Over the past years, demand planning has become a relatively routine task for many planners. While still not perfect, many firms established S&OP processes, took advantage of sophisticated ERP systems and introduced new AI tools. This resulted in higher levels of planning accuracy than ever before. However, the COVID-19 pandemic triggered unprecedented demand shocks—both up and down—and amplified volatility across many industries. This was (and still is) a stress test for demand management processes. Here, we require new best-practices to achieve crucial visibility.

As the virus started to spread across the globe, many industries were hit by developments that were hard to imagine before (see Figure 1). The lock-downs—first in China and later across the globe—forced many manufacturers and retailers to shut down their operations. Major manufacturers like Ford, Volkswagen and Boeing closed many of their factories. Likewise, non-grocery retailers like Apple, Zara or Ikea were not considered essential and had to shut their stores in many countries.

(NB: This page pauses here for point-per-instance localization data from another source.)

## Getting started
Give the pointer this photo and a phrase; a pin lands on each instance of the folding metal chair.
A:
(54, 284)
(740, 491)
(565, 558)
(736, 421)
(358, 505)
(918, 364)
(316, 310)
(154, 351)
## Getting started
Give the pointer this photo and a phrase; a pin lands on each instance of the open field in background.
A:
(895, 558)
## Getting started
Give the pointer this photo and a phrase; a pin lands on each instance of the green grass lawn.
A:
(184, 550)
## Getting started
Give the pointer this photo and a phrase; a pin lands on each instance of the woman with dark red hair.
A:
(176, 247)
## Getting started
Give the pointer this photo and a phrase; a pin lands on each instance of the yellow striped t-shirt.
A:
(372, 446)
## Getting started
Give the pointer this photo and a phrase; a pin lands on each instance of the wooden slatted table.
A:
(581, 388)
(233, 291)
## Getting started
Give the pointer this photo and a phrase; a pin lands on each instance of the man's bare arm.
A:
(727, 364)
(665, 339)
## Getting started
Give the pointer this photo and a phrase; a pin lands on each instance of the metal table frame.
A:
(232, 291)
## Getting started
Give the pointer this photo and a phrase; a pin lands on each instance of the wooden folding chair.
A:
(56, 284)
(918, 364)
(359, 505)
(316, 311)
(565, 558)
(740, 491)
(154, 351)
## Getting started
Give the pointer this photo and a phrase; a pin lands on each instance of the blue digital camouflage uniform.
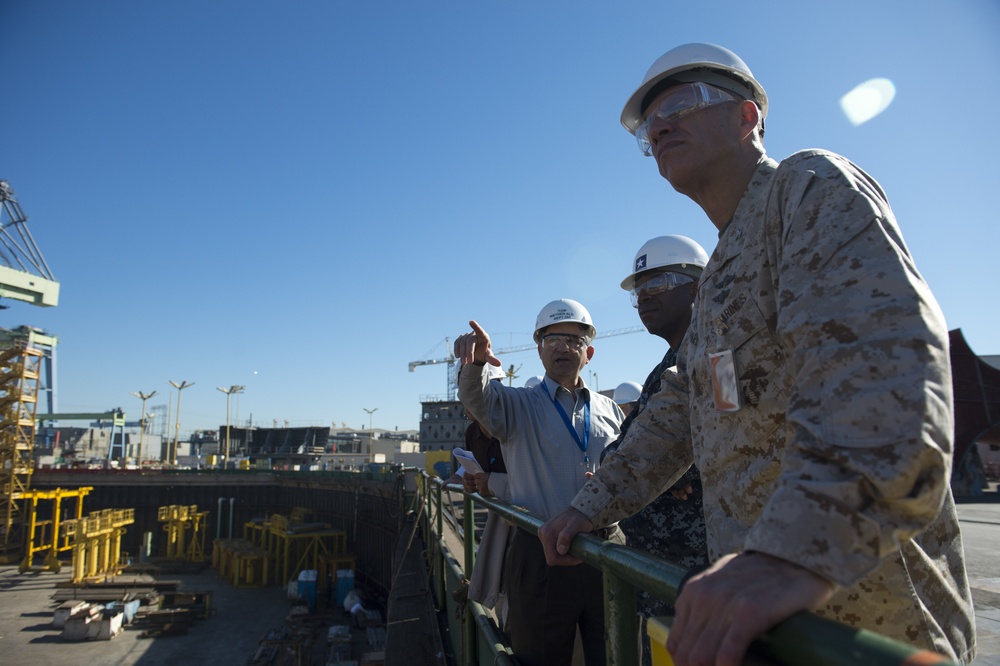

As a consequence, orders at suppliers and more upstream partners dropped significantly— often all the way down to zero. Similarly, other demands have structurally decreased due to changing behaviors and new circumstances, everything from special potato varieties used for French fries in restaurants to luxury goods affected by travel bans on Chinese tourists to spare parts for aircraft affected by the grounding of entire fleets.